Monotonía y singularidad

        Atxaga ha dejado dicho que es tan grande la monotonía de la vida cotidiana que cualquier suceso que nos permita alejarnos de ella resulta grato, da lo mismo un poco de nieve que un beso furtivo o un accidente.
        Pérez-Reverte incide en la idea de que ser el mejor no significa nada, que se puede serlo sin que lleve implícita la obligación de ir por ahí demostrándolo a la gente.
        En otras palabras, que hay que tener ganas de ganar, o, lo que es lo mismo, de sentirse no solo distinto, sino superior, único. Este es un sentimiento que aparece en todo tipo de ambientes, por lo menos desde el triunfo de la mentalidad individual, de la que es su cima y corolario.
        Son muy pocos, contados, quienes son capaces de conseguir algo semejante y convertirse, de paso, en motivo de envidia y, por tanto, de destrucción. La mayoría quedamos en escalones que suponen fracaso, lo que lleva al rencor, la venganza, la destrucción de quien lo ha conseguido, el destronamiento.
        No es cierto que la mediocridad sirva. El individualismo apunta en buena lógica a la singularidad, de modo que quienes son como los demás, punto arriba o abajo, sufren y rabian.
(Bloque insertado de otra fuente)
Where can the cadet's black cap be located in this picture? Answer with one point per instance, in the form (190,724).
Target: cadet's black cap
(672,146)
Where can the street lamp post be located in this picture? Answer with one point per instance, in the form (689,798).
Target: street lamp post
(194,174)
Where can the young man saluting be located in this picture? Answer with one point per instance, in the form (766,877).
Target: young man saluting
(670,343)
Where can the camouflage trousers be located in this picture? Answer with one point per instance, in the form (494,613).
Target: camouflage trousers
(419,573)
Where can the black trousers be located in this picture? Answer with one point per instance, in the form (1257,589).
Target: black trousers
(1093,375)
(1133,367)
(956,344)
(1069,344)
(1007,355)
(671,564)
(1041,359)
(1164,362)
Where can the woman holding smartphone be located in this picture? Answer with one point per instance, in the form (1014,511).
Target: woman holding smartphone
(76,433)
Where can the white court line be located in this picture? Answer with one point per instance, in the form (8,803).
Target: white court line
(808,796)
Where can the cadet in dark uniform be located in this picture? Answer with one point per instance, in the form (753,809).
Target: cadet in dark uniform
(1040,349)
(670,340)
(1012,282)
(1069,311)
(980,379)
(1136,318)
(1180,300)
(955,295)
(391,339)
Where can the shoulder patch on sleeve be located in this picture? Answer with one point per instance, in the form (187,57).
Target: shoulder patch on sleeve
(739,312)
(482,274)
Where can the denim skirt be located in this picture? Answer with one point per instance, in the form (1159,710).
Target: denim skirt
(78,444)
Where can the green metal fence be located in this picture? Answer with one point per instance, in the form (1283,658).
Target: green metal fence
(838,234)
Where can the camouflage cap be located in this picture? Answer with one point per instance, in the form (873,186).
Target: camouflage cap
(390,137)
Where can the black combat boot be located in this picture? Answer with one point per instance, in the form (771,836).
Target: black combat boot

Todo mortal necesita su momento de gloria y, si lo alcanza, quiere uno más. La infelicidad es pues, dentro del sistema, lo normal, lo habitual.
        La verdadera existencia es la rutina de lo común y lo cotidiano. Por eso nos machacan una y otra vez para que compremos las cosas que pueden ayudarnos a mostrar nuestra singularidad.
        Se dirigen directamente a todos los que viven entre sombras y silencios, en situación de posguerra permanente, que anhelan salir de su pozo, aunque sea reflejándose en otros, como la madre que canta Serrat en Princesa.
        Rutinariamente conformes pese a todo, siempre podemos agarrarnos a que tenemos un puesto de trabajo, disfrutamos de una pensión o no nos han diagnosticado un cáncer terminal. No faltan quienes están peor que nosotros.